MINÚSCULO ENSAIO SOBRE
A INJUSTIÇA
João Eichbaum
Carregando nos erres e
enfileirando sinônimos, Celso de Mello caminhava serenamente na contramão do
arrastão popular. A turba lhe exigia uma atitude de Pilatos: que lhe entregasse
o Zé Dirceu e outros para um julgamento sumário e único, já que o Barrabás do
mensalão havia sido livrado pelo Ministério Público.

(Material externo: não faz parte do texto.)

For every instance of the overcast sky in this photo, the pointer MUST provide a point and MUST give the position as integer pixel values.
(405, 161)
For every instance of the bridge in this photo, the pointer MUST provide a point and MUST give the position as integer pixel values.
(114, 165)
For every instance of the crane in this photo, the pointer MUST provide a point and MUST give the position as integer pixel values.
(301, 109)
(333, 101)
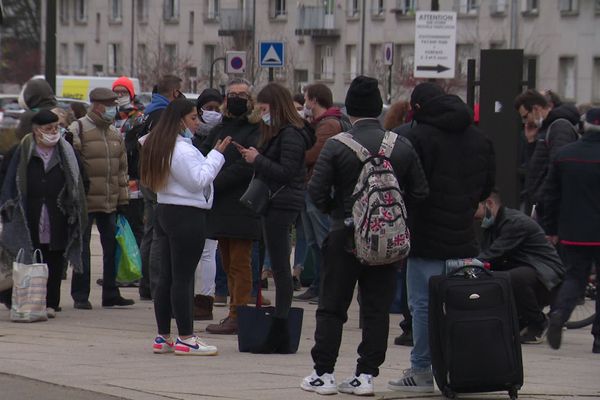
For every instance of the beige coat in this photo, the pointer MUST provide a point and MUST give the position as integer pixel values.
(105, 161)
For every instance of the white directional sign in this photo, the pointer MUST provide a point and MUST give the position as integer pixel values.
(435, 44)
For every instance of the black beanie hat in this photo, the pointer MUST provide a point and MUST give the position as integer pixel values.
(424, 92)
(44, 117)
(363, 98)
(208, 95)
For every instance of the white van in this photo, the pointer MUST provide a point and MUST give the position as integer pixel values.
(79, 87)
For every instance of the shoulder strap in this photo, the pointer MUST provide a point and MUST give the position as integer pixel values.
(361, 152)
(388, 143)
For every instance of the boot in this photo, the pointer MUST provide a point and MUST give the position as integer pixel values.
(203, 308)
(278, 339)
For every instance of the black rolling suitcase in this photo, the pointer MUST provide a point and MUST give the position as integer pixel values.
(474, 333)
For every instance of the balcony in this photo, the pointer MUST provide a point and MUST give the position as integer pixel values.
(235, 22)
(313, 21)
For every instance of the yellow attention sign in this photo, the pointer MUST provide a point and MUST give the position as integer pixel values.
(75, 88)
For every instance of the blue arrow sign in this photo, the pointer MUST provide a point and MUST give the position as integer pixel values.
(271, 54)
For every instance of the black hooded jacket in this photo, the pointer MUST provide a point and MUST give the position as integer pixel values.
(281, 165)
(557, 130)
(458, 160)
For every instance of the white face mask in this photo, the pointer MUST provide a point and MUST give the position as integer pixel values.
(211, 118)
(49, 139)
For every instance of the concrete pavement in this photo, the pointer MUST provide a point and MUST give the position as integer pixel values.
(107, 352)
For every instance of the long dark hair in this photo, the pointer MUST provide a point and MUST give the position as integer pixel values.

Enquanto isso, um dos réus
denunciados pelo assassinato da missionária Dorothy Stang, estava sendo
submetido ao quarto julgamento pelo Tribunal do Júri – e ninguém reclamava.
Por que essa diferença?
Por que uns, segundo exaltadas exigências, devem ser julgados uma única vez,
sem direito a recursos, enquanto outros podem recorrer quantas vezes quiserem?
Por que é mesmo que o
iletrado Barrabás do mensalão ficou fora dessa e agora, rico, anda pelo mundo
como um evangelista das melhores obras, a peso de dólares e voando em jatinhos
particulares, ensinando como se faz um povo feliz?
Por isso, porque
vivemos num país de paradoxos, evasivas e injustiças.
Os políticos
profissionais fazem das suas, mamam desavergonhadamente nas tetas da República
nova, como mamavam nas tetas da República velha, viajam, comem, bebem, transam,
gozam e se refestelam à nossa custa. Apesar disso, continuam sendo eleitos como
se servissem de paradigmas para a moral e os bons costumes, sem que o
Ministério Público, a Polícia Federal ou seja lá quem for se importe com isso.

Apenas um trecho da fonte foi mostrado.